Lukács non è solo un filosofo importante, ma è stato anche un grande scrittore, e la sua pagina è sempre stilisticamente apprezzabile, nonché pregna di intense riflessioni. Questo libro, come altre sue opere, si lascia leggere con avidità da quei lettori che apprezzano il raro connubio tra una prosa chiara e lineare, e la complessità della riflessione teorica.
Procedendo con ordine, l’autore segmenta il processo formativo di Marx secondo le fasi distinte della sua produzione giornalistica e filosofica. Secondo Lukács, la dissertazione dedicata alla Differenza tra le filosofie della natura di Democrito e di Epicuro, con la quale Marx completò il suo percorso di studi universitari nel 1841, costituisce una notevole testimonianza della capacità del giovane studioso di distinguersi nel quadro concettuale della sinistra hegeliana, per la sua volontà di cercare un superamento del padre della dialettica che non fosse estrinsecamente polemico.
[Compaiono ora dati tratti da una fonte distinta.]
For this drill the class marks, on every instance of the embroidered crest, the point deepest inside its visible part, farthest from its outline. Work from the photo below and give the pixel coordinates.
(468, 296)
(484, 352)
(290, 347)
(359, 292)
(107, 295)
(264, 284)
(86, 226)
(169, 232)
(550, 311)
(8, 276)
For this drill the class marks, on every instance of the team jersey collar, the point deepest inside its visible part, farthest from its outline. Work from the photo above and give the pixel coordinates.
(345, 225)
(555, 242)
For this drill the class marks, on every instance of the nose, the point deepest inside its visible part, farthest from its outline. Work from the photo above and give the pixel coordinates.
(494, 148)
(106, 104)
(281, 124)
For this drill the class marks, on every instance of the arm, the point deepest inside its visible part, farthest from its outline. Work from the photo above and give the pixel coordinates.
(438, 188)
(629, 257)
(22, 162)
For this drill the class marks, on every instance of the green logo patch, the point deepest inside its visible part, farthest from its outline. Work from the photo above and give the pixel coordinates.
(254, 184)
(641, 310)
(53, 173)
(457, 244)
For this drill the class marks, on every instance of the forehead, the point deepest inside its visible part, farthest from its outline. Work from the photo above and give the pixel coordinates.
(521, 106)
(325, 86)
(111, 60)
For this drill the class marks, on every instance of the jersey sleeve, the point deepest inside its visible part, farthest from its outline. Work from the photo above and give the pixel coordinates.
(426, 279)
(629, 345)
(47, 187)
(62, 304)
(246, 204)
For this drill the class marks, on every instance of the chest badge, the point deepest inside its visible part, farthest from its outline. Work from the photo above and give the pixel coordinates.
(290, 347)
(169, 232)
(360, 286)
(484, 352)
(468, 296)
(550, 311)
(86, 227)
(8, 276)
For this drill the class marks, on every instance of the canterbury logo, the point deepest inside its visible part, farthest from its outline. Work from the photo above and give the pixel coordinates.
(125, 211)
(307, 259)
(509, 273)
Vengono messi a fuoco già in questa fase aurorale del pensiero marxiano alcuni elementi importanti della sua successiva maturazione teoretica, primo fra tutti l’embrionale tracciato di un materialismo non naturalistico, inteso quale veicolo di emancipazione anti-assolutistica.
Grande attenzione è dedicata da Lukács all’attività giornalistica di Marx, con particolare riferimento all’esperienza vissuta nella collaborazione e poi redazione della Gazzetta renana.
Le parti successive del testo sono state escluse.